The nightmare that started in the spring continues for students, parents and teachers as the opening of the 2014-15 public school term has been pushed back after negotiations between the B.C. Teachers’ Association and the bargaining agent for the provincial government, B.C. Public School Employers’ Association, ended abruptly Saturday in Richmond.

“It’s got to be a huge disappointment for everyone from kids, parent and for us teachers that school will not begin as expected Tuesday (September 2),” said Nelson and District Teacher Association president Paul Boscariol Monday.

Key issues in the dispute continue to be a wide gap in wages, benefits and class composition.

Boscariol said teachers will be back on the picket line Tuesday with a full-scale walkout that will shutdown every nook and cranny in Kootenay Lake School District No. 8.

“There will be full-scale pickets (Tuesday) and that will pretty much be the norm across the province,” Boscariol confirmed.

“We’ll be picketing everywhere, from the maintenance yard (on Lakeside Drive in Nelson) to all school sites in the district.”

Boscariol said teachers expressed optimism an eleventh-hour deal could be reached with veteran mediator Vince Ready jumping on board the bargaining train last Thursday.

However, even the skilled Ready, who in the spring mediated what many thought was an unthinkable end to the trucker’s strike, could not bridge the Grand-Canyon-like gap between the BCTF and government.

Ready said “the parties are still a long ways apart.”

“I think the membership was truly disappointed as they were holding out some sort hope there would be resolve,” Boscariol said. “Now the members are prepared to continue to picket to get an agreement.”

The result of Ready’s departure saw the government and BCTF ratchet-up the rhetoric Sunday as the spin doctors tried to sway public support.

Monday, Premier Christy Clark joined the foray, tweeting “unfortunately, the BCTF rejected our offer to reopen schools while the two sides enter mediation to reach an agreement.”

“Instead, the BCTF is sticking to its strike and demanding twice as much money as everyone else in the public service has received,” Clark added.

“That’s not fair for the 150,000 dedicated women and men who have reached long-term agreements with affordable raises. Class composition is priority #1 — more educators helping more students.
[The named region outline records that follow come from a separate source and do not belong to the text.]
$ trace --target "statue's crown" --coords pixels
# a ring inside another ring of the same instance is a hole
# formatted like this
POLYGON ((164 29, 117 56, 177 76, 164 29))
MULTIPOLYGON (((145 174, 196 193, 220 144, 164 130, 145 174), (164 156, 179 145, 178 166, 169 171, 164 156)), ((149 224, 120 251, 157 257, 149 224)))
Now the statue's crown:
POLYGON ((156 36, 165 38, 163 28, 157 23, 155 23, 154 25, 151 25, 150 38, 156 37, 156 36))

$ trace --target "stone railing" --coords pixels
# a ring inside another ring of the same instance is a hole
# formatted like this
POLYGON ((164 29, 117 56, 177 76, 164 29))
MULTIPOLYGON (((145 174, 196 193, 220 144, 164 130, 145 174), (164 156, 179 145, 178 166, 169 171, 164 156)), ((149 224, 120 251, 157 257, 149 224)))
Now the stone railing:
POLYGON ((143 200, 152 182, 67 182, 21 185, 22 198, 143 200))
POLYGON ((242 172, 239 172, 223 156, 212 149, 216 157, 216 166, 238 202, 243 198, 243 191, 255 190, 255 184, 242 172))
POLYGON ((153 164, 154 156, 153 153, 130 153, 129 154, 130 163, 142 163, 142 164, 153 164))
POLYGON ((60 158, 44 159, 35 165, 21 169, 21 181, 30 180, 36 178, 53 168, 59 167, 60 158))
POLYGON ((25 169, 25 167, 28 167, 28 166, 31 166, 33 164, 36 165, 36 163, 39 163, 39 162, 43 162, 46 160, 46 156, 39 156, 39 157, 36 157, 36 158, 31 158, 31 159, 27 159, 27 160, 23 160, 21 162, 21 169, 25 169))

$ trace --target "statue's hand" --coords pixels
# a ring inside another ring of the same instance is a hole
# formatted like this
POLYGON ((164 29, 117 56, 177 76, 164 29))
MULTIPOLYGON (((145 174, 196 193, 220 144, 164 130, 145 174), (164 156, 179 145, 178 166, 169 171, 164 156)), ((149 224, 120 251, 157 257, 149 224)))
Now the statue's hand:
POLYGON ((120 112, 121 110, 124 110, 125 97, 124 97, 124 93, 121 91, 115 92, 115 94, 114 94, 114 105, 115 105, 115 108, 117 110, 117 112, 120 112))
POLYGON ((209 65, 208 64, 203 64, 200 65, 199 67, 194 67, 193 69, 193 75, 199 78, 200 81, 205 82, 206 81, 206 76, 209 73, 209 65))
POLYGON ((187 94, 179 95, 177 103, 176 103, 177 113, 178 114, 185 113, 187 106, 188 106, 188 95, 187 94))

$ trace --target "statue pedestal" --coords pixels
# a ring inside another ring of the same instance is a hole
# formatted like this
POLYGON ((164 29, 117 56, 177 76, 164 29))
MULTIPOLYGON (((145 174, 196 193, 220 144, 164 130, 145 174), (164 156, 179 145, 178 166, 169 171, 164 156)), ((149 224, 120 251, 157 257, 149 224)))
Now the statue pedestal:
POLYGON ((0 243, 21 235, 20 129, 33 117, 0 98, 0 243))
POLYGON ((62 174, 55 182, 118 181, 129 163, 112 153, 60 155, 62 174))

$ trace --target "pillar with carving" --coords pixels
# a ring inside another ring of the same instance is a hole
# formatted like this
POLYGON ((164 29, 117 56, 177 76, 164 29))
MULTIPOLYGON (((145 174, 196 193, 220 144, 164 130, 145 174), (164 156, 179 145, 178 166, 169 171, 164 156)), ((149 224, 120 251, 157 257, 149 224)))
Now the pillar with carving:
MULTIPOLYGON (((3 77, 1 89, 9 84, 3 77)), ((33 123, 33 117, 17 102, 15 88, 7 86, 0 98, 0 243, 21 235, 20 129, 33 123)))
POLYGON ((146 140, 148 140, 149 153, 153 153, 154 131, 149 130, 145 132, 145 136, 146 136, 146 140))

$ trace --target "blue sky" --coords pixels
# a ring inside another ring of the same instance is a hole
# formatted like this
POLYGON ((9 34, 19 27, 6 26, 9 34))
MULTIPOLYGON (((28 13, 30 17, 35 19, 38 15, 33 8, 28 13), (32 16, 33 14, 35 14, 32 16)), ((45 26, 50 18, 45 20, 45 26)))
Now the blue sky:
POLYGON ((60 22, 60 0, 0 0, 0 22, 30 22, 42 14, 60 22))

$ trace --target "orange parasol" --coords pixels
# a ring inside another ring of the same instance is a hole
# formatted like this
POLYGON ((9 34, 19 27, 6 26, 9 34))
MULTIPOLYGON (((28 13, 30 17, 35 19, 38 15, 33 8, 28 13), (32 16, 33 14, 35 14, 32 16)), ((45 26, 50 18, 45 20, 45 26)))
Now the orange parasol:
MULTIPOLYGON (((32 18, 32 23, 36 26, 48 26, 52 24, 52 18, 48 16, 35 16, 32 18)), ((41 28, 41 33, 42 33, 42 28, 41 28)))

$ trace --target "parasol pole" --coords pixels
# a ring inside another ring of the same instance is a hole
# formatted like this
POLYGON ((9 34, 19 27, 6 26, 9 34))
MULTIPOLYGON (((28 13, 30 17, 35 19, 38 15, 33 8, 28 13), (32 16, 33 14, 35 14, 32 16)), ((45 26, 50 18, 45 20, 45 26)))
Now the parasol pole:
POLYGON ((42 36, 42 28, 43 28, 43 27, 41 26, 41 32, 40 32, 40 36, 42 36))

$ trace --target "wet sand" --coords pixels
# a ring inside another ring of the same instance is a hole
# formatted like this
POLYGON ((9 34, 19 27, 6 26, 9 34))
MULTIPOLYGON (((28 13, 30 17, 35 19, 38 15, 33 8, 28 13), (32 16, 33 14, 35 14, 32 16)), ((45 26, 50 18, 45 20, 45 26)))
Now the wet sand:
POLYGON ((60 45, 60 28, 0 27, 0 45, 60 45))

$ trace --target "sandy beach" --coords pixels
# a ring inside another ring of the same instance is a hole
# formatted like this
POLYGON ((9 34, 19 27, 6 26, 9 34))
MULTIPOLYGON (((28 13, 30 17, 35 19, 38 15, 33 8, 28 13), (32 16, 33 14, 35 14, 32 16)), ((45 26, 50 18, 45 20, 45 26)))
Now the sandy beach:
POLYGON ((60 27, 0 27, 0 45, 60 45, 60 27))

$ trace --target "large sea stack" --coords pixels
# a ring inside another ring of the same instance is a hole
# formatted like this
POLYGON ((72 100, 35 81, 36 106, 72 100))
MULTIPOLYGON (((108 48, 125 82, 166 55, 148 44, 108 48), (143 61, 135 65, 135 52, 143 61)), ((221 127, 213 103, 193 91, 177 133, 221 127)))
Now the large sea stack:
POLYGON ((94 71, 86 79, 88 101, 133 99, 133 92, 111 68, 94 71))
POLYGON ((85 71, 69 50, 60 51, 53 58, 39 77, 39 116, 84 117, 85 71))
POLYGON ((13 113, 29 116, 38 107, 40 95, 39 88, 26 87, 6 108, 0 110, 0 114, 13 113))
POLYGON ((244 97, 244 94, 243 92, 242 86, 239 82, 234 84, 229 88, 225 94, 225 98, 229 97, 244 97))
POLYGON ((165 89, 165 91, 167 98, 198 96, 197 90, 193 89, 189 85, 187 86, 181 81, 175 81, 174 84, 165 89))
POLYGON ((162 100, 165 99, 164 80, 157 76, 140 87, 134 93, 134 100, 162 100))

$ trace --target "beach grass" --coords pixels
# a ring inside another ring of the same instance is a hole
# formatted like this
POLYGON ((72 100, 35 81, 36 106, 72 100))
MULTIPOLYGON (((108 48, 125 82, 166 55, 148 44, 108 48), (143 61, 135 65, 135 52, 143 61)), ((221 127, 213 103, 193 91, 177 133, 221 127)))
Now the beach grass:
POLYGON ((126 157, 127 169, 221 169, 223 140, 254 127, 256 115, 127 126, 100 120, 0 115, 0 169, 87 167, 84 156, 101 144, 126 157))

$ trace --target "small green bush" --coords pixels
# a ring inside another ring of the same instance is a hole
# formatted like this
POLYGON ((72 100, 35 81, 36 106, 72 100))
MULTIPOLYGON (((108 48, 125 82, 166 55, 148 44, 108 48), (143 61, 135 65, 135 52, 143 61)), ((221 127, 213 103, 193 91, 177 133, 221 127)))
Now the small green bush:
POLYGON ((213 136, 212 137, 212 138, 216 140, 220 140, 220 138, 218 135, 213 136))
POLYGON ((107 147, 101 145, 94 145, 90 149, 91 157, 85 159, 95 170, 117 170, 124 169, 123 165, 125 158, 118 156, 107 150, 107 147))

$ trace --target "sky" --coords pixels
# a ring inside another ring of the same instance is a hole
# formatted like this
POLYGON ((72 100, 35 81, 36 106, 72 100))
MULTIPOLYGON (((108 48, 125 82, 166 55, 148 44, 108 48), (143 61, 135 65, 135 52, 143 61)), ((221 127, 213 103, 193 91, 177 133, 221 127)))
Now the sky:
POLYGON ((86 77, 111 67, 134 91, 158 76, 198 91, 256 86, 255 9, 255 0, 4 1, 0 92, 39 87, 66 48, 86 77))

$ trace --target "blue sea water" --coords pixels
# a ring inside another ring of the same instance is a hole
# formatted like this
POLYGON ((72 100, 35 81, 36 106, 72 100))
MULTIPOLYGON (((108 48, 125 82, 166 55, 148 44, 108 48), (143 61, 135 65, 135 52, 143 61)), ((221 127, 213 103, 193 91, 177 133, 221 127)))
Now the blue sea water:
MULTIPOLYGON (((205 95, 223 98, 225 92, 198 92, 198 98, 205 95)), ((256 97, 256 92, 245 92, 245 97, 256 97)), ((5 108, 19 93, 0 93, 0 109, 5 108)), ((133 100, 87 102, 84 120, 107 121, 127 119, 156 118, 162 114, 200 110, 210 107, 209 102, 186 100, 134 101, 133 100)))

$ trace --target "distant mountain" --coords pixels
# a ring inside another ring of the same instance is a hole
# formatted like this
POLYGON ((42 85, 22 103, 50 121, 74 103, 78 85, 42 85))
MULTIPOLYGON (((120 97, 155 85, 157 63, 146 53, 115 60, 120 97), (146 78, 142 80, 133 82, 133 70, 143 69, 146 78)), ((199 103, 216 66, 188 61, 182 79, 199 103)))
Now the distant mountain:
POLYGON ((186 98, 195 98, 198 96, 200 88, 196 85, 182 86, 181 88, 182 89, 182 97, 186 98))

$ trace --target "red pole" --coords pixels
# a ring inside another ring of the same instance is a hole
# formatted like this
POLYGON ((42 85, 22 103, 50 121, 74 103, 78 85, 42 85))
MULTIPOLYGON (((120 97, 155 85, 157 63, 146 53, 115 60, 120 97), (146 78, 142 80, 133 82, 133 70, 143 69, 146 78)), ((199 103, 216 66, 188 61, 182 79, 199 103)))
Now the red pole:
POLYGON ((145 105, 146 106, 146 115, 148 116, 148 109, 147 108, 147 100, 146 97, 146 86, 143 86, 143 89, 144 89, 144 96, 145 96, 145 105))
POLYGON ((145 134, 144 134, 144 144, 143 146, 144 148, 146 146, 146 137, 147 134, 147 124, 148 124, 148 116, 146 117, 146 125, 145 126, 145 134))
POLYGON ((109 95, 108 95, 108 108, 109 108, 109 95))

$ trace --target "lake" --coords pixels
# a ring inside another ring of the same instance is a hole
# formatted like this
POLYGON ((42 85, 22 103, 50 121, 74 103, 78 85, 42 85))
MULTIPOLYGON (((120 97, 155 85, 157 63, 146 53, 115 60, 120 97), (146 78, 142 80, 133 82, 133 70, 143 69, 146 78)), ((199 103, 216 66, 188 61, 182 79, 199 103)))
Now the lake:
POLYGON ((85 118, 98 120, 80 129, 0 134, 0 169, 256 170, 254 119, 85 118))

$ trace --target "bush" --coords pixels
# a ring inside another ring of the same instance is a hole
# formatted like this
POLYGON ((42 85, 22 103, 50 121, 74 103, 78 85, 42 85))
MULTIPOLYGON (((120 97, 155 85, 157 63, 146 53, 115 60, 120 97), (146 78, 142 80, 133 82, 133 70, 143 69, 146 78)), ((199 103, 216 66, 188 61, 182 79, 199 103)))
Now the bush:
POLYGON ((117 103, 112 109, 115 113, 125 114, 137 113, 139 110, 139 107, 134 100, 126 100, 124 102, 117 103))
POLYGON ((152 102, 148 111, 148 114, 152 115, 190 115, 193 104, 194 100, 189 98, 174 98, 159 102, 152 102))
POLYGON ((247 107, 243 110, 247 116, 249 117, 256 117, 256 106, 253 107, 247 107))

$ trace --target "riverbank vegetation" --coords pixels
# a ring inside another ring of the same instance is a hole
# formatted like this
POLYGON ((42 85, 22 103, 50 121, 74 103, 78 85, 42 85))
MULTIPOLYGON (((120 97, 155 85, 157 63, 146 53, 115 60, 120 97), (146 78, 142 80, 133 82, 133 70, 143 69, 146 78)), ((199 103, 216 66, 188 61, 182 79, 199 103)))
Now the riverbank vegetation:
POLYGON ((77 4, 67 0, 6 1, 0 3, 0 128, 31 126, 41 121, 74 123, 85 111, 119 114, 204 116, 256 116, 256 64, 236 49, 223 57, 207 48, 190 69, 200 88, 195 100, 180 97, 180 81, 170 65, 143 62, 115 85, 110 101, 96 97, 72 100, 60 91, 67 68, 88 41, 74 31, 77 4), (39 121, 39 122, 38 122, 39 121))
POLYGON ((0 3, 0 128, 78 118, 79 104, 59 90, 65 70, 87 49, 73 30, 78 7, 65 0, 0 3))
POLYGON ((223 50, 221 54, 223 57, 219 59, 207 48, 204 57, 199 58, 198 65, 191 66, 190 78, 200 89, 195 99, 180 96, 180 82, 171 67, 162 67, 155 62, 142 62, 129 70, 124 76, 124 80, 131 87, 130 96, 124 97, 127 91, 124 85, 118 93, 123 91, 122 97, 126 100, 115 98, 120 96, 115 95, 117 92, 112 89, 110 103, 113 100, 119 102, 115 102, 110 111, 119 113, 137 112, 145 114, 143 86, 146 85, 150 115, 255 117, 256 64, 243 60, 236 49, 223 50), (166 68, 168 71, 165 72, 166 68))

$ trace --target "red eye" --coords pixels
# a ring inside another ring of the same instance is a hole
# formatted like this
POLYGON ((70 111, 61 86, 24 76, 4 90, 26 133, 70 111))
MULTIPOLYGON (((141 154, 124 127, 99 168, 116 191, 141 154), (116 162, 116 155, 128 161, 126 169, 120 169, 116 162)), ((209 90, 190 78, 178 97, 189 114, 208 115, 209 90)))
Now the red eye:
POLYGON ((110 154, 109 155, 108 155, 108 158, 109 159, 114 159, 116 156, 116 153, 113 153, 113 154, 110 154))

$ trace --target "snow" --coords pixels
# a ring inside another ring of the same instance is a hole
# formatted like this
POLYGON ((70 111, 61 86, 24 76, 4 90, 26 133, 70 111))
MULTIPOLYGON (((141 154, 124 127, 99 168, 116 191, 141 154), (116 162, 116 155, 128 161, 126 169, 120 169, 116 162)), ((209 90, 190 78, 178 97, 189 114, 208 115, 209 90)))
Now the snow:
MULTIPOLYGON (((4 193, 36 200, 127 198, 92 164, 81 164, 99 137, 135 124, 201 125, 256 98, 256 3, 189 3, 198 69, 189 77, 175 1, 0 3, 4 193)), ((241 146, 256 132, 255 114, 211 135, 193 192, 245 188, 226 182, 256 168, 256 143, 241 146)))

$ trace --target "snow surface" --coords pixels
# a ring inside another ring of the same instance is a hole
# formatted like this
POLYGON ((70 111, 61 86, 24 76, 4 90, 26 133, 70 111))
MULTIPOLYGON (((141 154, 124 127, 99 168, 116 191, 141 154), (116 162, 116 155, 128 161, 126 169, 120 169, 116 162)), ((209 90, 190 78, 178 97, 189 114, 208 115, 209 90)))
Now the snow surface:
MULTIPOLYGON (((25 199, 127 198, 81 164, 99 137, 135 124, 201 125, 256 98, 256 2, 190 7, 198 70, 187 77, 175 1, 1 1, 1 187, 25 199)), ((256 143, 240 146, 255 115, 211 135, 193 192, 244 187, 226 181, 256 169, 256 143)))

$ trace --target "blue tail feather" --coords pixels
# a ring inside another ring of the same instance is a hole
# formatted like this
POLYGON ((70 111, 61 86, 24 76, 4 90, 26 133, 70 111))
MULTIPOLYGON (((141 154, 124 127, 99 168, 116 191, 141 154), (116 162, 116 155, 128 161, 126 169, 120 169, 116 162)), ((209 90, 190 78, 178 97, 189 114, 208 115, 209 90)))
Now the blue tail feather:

BCTF or CUPE, it doesn’t matter because students’ needs come first.”

Boscariol, although not impressed with the Premier, didn’t want to respond to the comments.

Instead the NDTA skipper asked why the government continues appeal court decisions won by the BCTF.

“I’m not sure if this is responsible spending of taxpayer dollars,” Boscariol said. “The government says our proposals are way out of line, but I think the taxpayers of BC should be asking the government what the cost is to fight all those court battles . . . costs that haven’t come out yet.”

While teachers across the province walk the picket lines, in Nelson a group of parents are staging a protest march Tuesday, beginning at noon at the former Extra Foods parking lot.

The march is scheduled to proceed down Baker Street ending at the City of Nelson courtyard where speeches will be made.

Ad-hoc spokesperson Lucas Myers said the march was organized after a group of parents met last week.

Some of those in the group will speak at the rally to follow the march and there will be a $40 note available to the public to send into the government.

Tuesday is also the day parents can register for the government’s $40 per day parent support program.

“In the end it’s the kids who are losing out,” Boscariol said.

“The issue here is the system is losing out. Parents must get involved to make more of an active push to the government that they’re concerned about public education.”

Parents can keep in touch with strike information on the Kootenay Lake School Board website.